The release of these new systems, however, is not about slices but about the clinical benefit they provide, CT executives said. Each sought to drive home the potential of this new breed of CTs to support advanced clinical applications.

"Speed is everything," said Doug Ryan, director of the Toshiba CT business unit.

Aquilion 32 can cover an adult patient from the aortic arch to peripheral vasculature above the ankle in 18 seconds, he said. A high-resolution scan of the heart can be done in as little as 12 seconds. Demonstrating the benefits of speed, Philips' Brilliance has visualized side branches off the main coronary arteries.

From a technological standpoint, the new detector platforms may be near the last stepping-stone before the industry jumps to a flat-panel detector. That jump is a big one. Current flat panels lack the speed and resolution needed in high-performance CT, according to Philips CT general manager Jim Green.

"High-resolution flat-panel studies run at about 30 frames per second; the highest at eight frames per second," he said. "With CT scanning, you would need 5000 frames per second."

Philips is working on an approach that might do the trick.

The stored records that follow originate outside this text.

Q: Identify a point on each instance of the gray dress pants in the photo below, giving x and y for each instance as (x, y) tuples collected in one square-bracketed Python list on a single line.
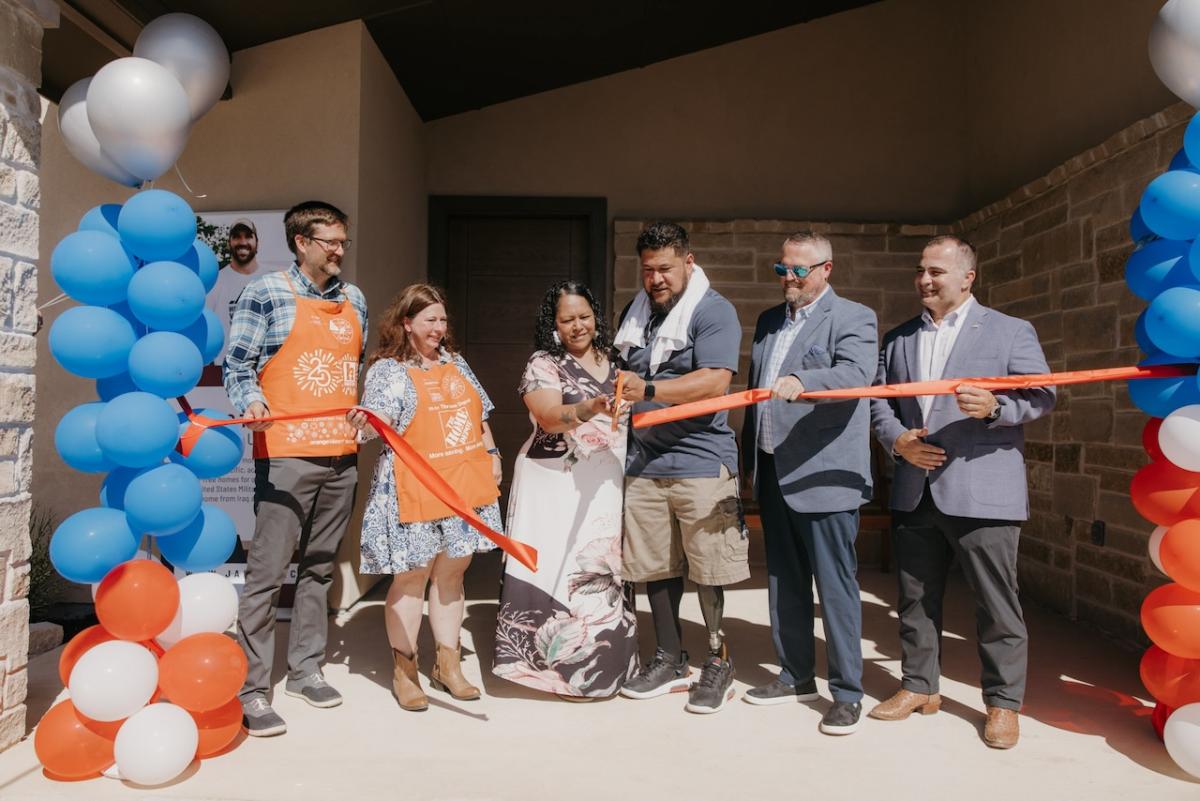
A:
[(299, 503), (924, 543)]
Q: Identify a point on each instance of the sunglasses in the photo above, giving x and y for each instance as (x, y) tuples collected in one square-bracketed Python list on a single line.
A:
[(799, 272)]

It would hook up detectors like the one built into the Brilliance flagship in much the same way a Lego set is assembled, one block at a time, building the width of the detector outward. Using a process patented by Philips, engineers are experimenting with a method that would draw data off the backs of the photodiode arrays, thereby overcoming a major challenge to the assembly of wide area detectors.

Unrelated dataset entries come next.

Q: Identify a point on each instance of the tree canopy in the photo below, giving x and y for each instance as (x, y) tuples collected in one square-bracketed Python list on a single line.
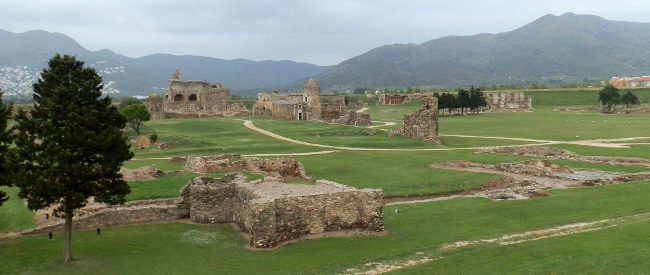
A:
[(71, 147), (609, 96), (630, 99), (135, 114), (5, 141), (127, 101)]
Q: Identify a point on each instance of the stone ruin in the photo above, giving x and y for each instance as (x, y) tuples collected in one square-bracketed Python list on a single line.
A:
[(423, 124), (508, 102), (271, 212), (143, 173), (532, 178), (308, 105), (192, 98), (277, 168), (356, 119)]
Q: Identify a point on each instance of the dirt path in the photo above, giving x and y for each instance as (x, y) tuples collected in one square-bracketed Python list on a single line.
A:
[(249, 124), (385, 124), (419, 258), (596, 142)]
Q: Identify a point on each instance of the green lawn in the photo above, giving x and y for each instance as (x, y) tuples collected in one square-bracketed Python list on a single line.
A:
[(14, 215), (209, 136), (190, 248), (423, 227), (572, 98), (622, 249), (401, 173)]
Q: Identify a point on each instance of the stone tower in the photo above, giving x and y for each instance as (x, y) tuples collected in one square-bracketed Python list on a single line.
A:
[(311, 96)]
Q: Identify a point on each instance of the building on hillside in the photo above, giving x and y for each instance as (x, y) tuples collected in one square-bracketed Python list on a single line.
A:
[(392, 99), (423, 124), (191, 98), (308, 105), (508, 102), (630, 82)]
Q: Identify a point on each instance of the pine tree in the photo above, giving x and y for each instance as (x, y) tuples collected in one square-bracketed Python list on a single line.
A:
[(609, 96), (630, 99), (135, 114), (71, 147), (5, 140)]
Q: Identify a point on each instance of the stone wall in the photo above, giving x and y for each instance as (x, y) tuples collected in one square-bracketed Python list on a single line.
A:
[(308, 105), (273, 212), (508, 102), (190, 98), (356, 119), (154, 104), (423, 124), (143, 173), (287, 110), (284, 167)]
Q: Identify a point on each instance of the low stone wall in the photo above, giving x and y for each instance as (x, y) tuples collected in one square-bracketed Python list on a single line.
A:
[(130, 213), (423, 124), (284, 167), (143, 173), (356, 119), (273, 212)]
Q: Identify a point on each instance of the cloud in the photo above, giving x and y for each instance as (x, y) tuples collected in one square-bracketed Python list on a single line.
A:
[(322, 32)]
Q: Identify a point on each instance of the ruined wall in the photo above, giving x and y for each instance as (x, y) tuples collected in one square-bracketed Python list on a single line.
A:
[(154, 104), (296, 211), (287, 110), (311, 94), (284, 167), (508, 102), (356, 119), (194, 98), (423, 124), (332, 107)]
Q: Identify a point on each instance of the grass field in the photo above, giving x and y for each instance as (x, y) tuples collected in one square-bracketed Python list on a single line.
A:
[(189, 248), (416, 230), (14, 215), (574, 98)]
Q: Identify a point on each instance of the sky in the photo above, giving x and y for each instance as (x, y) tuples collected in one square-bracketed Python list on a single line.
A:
[(321, 32)]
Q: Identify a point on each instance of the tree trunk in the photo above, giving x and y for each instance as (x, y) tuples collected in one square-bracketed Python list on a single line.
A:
[(67, 255)]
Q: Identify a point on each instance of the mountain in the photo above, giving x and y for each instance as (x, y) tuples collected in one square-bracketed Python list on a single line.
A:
[(24, 55), (553, 49)]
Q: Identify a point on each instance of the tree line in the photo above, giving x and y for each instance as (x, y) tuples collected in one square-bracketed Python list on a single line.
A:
[(610, 96), (472, 100)]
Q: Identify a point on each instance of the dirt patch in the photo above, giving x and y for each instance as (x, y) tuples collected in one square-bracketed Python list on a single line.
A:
[(555, 153), (532, 178), (563, 230)]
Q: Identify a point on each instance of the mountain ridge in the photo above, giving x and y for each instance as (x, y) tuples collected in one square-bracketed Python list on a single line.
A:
[(565, 48), (24, 55)]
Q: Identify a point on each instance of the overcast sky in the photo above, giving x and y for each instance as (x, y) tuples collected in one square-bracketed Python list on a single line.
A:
[(321, 31)]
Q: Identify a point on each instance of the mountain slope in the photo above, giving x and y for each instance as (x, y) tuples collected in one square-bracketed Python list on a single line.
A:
[(566, 48), (24, 55)]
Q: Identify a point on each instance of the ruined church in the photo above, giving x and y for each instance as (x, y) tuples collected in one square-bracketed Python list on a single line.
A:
[(308, 105), (189, 98)]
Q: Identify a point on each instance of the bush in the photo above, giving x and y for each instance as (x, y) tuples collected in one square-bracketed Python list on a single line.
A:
[(153, 137)]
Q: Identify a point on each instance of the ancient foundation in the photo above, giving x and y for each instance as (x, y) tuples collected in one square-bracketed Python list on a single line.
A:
[(273, 212), (423, 124)]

Toshiba is also well along in the development of CT flat-panel technology. At the RSNA meeting, the company showed a flat-panel prototype that might one day be integrated into Aquilion. The flat panel features 256 rows of detectors-the number of detector rows traditionally equated with composing a full-blown area detector.

The commercial release of a product bearing such a detector is years away, as many engineering challenges have yet to be resolved. But as the latest round of slice wars demonstrates, the next step in CT may be nearer than anyone thinks.